Como pocos artistas en la historia de la música popular, Kurt Donald Cobain siempre encarnó lo que dicen sus canciones...
Una vida llena de angustias, precariedades, incomprensión y atados varios que criaron una rabia no solo contra el sistema o lo que representaba, sino contra el ejercicio de levantarse en la mañana y vivir.
Para Cobain, vivir fue una carga y, como muchos que llegan a sentir esa extrema sensación, buscó en el arte una forma de desahogo. Y de pronto, sus particulares visiones sobre el mundo y las relaciones no solo eran de él y sus amigos.
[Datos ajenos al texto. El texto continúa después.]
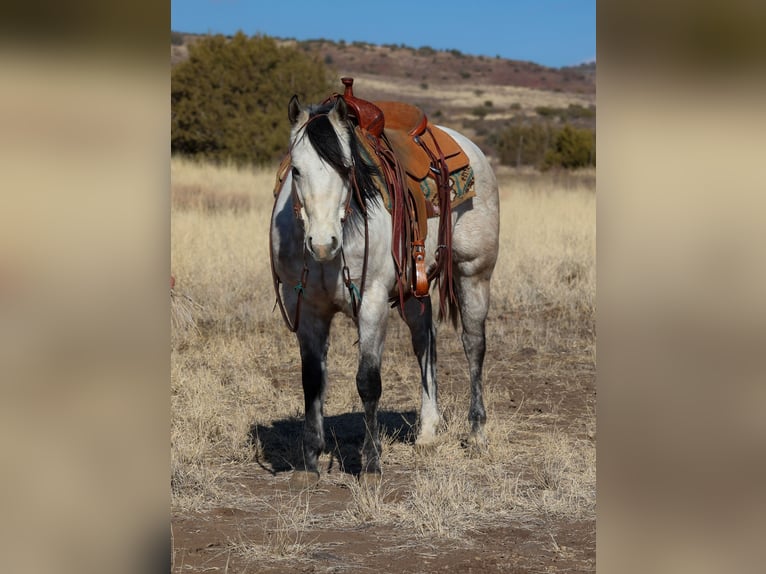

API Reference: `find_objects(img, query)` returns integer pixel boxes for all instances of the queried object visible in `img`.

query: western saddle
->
[278,77,475,317]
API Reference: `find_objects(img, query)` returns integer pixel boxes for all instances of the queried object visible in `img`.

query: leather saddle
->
[341,77,473,310]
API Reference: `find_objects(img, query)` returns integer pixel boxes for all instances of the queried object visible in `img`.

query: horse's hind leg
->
[298,311,330,472]
[404,297,441,445]
[456,275,489,447]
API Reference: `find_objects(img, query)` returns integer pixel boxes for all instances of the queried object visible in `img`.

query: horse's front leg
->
[297,309,330,473]
[404,297,441,446]
[356,285,388,473]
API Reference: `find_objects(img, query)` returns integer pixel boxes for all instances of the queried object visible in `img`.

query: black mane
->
[306,103,381,224]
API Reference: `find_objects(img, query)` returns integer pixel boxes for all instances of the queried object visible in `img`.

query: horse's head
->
[288,96,354,262]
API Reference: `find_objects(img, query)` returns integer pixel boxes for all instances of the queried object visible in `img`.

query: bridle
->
[269,113,370,333]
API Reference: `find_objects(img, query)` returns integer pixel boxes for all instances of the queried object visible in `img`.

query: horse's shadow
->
[249,411,417,475]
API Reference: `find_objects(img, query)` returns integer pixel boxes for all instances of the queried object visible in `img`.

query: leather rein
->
[269,114,370,333]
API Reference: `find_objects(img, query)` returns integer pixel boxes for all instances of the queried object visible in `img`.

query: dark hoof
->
[290,470,319,490]
[359,471,383,488]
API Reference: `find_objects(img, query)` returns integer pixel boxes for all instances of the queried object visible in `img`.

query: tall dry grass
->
[171,158,595,559]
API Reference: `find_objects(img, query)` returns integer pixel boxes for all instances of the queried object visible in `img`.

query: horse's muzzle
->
[306,235,340,263]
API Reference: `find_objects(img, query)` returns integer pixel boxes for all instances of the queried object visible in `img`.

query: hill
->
[170,32,596,164]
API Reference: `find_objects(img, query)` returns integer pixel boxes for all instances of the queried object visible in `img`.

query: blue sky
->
[170,0,596,67]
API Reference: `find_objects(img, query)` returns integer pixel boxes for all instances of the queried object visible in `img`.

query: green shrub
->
[170,32,331,165]
[543,124,596,169]
[490,121,554,167]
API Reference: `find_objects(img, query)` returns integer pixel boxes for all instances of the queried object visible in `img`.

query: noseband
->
[269,113,370,333]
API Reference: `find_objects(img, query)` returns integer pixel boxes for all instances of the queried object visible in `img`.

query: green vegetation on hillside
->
[487,120,596,169]
[171,32,330,165]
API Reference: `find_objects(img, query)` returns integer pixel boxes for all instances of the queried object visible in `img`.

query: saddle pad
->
[356,127,476,218]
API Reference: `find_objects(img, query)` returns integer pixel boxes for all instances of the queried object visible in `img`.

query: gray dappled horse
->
[271,96,499,480]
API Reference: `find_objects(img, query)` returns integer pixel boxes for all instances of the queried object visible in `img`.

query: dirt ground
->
[172,313,596,574]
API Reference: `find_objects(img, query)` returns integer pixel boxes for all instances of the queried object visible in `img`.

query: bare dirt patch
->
[171,160,596,573]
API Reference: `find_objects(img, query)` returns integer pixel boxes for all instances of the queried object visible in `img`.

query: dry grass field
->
[171,155,596,573]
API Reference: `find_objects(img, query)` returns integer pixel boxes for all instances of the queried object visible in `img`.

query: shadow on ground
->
[250,411,417,475]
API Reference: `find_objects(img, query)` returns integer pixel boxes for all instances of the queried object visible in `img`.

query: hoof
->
[359,472,383,488]
[415,437,437,454]
[290,470,319,490]
[465,431,489,456]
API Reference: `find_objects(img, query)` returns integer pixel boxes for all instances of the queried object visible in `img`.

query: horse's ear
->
[332,97,348,122]
[287,95,305,125]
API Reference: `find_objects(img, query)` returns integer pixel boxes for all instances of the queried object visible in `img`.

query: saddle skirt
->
[356,101,475,218]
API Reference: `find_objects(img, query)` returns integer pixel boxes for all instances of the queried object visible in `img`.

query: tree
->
[170,32,330,164]
[544,124,596,169]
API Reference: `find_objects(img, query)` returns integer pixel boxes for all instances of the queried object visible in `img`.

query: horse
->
[270,96,499,479]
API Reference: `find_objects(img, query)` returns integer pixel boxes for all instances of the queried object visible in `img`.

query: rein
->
[269,114,370,333]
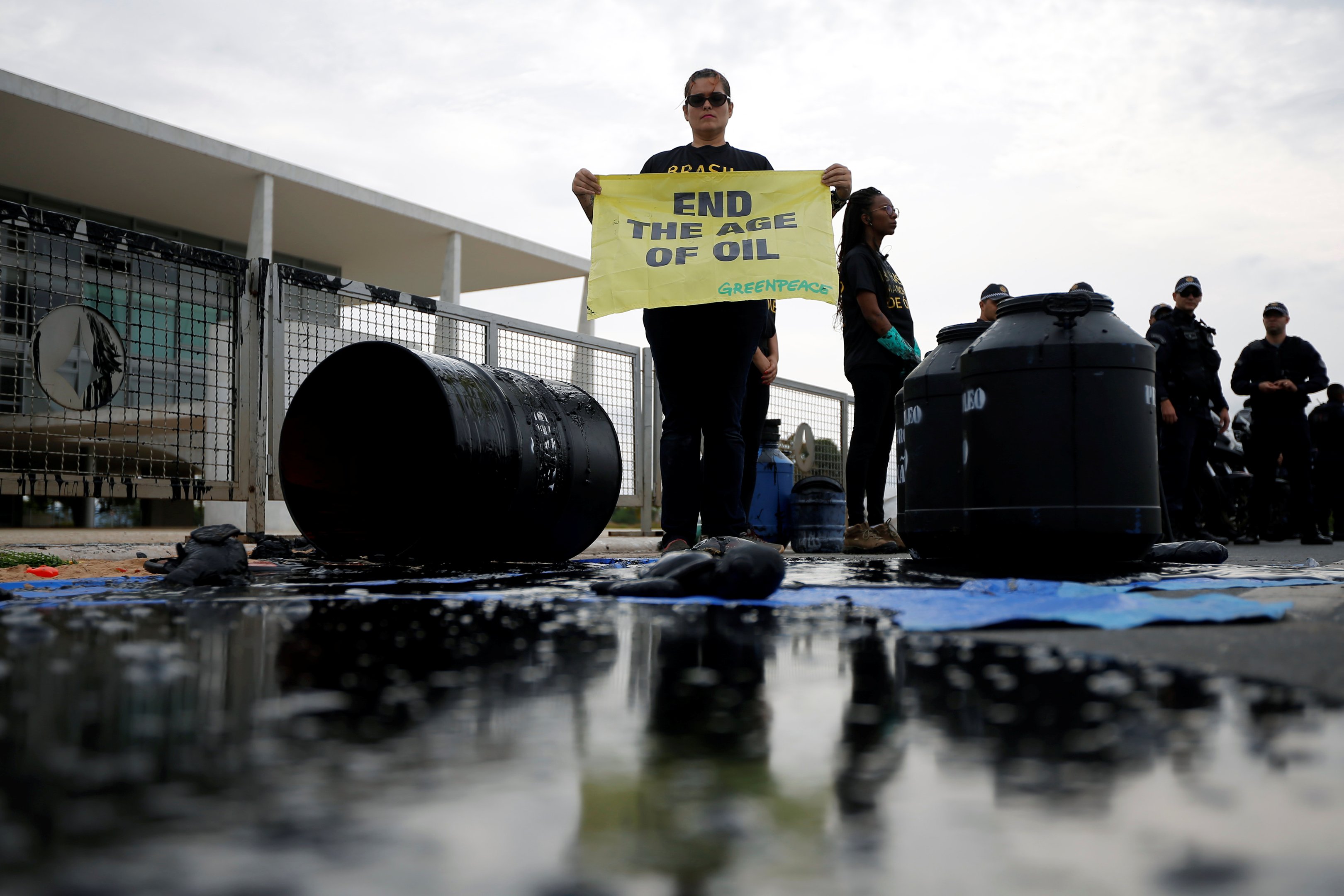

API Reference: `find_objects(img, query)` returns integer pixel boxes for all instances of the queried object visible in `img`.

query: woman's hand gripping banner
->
[587,170,839,320]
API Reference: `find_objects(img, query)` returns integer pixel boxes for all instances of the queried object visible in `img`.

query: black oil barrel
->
[962,292,1163,562]
[280,343,621,563]
[896,321,991,559]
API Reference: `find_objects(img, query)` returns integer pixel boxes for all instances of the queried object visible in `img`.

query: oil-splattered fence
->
[0,202,247,510]
[0,202,895,540]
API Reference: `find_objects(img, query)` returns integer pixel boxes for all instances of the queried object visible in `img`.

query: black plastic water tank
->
[896,321,991,559]
[280,343,621,563]
[962,292,1161,562]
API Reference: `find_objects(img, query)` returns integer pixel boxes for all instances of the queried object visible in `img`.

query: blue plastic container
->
[747,421,793,544]
[791,475,844,553]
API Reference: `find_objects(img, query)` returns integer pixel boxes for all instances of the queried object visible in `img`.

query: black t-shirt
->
[640,144,774,175]
[840,243,915,375]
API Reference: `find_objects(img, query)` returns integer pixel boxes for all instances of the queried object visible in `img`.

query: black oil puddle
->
[0,591,1344,895]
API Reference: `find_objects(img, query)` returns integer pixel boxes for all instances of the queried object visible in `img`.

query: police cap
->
[1172,277,1204,294]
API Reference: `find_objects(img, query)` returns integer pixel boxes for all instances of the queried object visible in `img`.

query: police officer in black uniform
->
[1306,383,1344,540]
[1148,277,1230,543]
[1232,302,1333,544]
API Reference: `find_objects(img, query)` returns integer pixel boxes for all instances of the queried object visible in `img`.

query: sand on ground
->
[0,560,157,584]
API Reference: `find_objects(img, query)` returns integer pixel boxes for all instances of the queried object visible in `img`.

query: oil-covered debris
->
[593,539,785,601]
[1144,541,1227,563]
[247,532,321,560]
[145,523,251,588]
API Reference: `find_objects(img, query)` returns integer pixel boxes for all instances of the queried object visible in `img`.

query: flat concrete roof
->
[0,70,589,295]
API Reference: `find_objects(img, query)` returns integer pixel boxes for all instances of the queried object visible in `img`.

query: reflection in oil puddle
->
[0,595,1344,895]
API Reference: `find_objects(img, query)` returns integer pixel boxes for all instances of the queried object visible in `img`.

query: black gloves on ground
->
[145,523,251,588]
[593,539,784,601]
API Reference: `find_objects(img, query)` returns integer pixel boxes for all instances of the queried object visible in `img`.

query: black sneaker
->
[1303,525,1334,544]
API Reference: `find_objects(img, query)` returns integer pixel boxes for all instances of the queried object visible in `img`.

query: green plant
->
[0,549,70,567]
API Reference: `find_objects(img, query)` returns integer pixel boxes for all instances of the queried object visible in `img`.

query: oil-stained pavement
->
[0,558,1344,896]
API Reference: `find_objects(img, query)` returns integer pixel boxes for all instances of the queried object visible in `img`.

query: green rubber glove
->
[878,326,922,364]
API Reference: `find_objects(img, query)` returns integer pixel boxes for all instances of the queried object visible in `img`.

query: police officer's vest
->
[1166,314,1223,399]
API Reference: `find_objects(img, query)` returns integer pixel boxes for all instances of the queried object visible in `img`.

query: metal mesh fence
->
[0,202,247,498]
[499,328,636,494]
[769,383,844,482]
[277,265,637,496]
[277,265,487,408]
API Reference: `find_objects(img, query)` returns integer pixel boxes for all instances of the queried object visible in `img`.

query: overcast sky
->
[0,0,1344,407]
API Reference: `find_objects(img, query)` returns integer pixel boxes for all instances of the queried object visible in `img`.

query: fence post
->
[649,360,662,508]
[485,321,500,367]
[234,258,270,532]
[263,265,286,501]
[840,398,850,486]
[638,349,656,535]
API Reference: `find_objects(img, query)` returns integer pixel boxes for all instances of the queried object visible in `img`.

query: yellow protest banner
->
[587,170,839,320]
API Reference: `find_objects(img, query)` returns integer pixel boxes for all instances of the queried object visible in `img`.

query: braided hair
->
[836,187,881,318]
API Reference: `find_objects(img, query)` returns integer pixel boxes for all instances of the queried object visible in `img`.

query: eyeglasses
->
[685,90,733,109]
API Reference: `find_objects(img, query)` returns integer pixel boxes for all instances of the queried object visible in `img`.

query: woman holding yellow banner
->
[571,68,850,552]
[836,187,919,553]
Primero fue la escena alternativa de su ciudad, Seattle, la que encontró en él a un lider, después fue el país y buena parte de la humanidad.
El desencanto de lo cotidiano ya no era solo parte de su vida y la de todos sus seguidores, sino que vino a ser además la salvación para la industria del rock, que tras los brillantes y chillones años 80 llenos de glam, necesitaba volver a lo más elemental.
Con cólicos incontrolables en el estómago que nunca pudo descubrir la causa, Kurt Cobain hizo trizas su garganta al mando de Nirvana y, para muchos, dio pasos firmes a la refundación del rock en su estado más puro. Con esas canciones llegaron hordas de fanáticos identificados con su obra, vicios para escapar del día a día, fama planetaria y una atención que fue inversamente proporcional a las ganas que él tenía de ser seguido y observado.
Pero el desgarro, la rabia y todo lo malo de vivir fue el sustento no solo de un fenómeno en la historia de la música contemporánea, sino de una revolución en la forma de enfrentar ese mágico y loco proceso de escribir una canción: Hacerla desde lo que menos gusta, lo que más molesta y que es incómodo de abordar.
Por eso es que a Cobain lo queremos y recordamos así: Porque supo decir de la manera más bella, épica e intensa todas esas cosas malas, feas y destructivas que cuesta tanto decir, pero tan poco sentir.